Die islamisch-konservative AKP regiert die Türkei seit 13 Jahren allein. Sie erkennt die Aleviten als Religionsgemeinschaft nicht an. Turgut Öker hat in Deutschland die Alevitische Gemeinde mit aufgebaut und war Jahre lang ihr deutscher und europäischer Vorsitzender. In Europa gibt es 270 Vereine unter dem Dach der Alevitischen Gemeinde. Dass die Aleviten in Deutschland als Glaubensgemeinschaft anerkannt sind, sei der AKP unter Erdogan ein Dorn im Auge, sagt Öker. Deutschland bringe die Aleviten gegen den türkischen Staat auf, diesen Vorwurf sagt Öker, höre er von seinen konservativen Kollegen immer wieder. Trotzdem setzt er sich weiter für die Aleviten ein - in Deutschland und der Türkei:
"Wir haben in der Türkei rechtlich gesehen bis heute nichts erreicht. Deswegen wollte ich mit meinen Erfahrungen, was ich in Europa mit meinen Freunden geschafft habe, in der Türkei praktizieren.

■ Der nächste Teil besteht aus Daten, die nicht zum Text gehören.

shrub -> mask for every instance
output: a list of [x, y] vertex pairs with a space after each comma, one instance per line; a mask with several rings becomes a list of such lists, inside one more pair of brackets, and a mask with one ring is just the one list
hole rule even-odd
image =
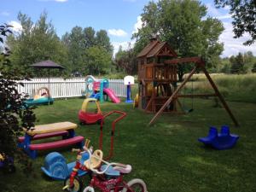
[[[0, 42], [8, 33], [11, 33], [10, 26], [0, 26]], [[12, 67], [9, 59], [11, 52], [4, 48], [0, 57], [0, 153], [14, 156], [20, 154], [17, 148], [17, 137], [23, 131], [22, 127], [29, 130], [34, 125], [35, 115], [31, 108], [22, 106], [25, 94], [17, 90], [19, 81], [24, 79], [26, 73]], [[20, 160], [20, 155], [18, 155]], [[25, 166], [31, 165], [22, 161]]]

Deswegen wollte ich als Abgeordneter weiter tätig werden."
Doppelter Staatsbürger
Mit der HDP, davon ist Öker überzeugt, habe er die richtige Partei gefunden. Sie setze sich nicht nur für die Kurden ein, sondern gebe allen Minderheiten eine Stimme. Von den 80 Abgeordneten seien 13 Aleviten. Außerdem habe in der Türkei nur die HDP eine Frauenquote von 50 Prozent.
Öker war als Kind einer sogenannten Gastarbeiterfamilie nach Deutschland gekommen, seit über 20 Jahren besitzt er die doppelte Staatsbürgerschaft - genauso wie seine Frau und die beiden Töchter. Die Übersiedlung in die Türkei sei der Familie nicht leicht gefallen. Die Töchter sind 10 und 13 Jahre alt. Sie wären lieber in Deutschland geblieben. Aber in diesem Alter habe der Vater die Kinder lieber bei sich haben wollen, sagt er. In Ankara besuchen sie eine deutsche Schule. Vater Öker ist aber regelmäßig in Deutschland, erzählt er. Denn als Ehrenvorsitzende der Alevitischen Gemeinde könne er die Einladungen seiner Freunde nicht ausschlagen.
"Ich habe ja fast 30 Jahre für diese Gemeinschaft gearbeitet in Europa. Ich werde wahrscheinlich jedes Wochenende hier sein in Europa. Es gibt so viele Gemeinden, die viele Aktivitäten organisieren. Die werden mich wahrscheinlich nicht in Ruhe lassen. Die werden mich immer einladen."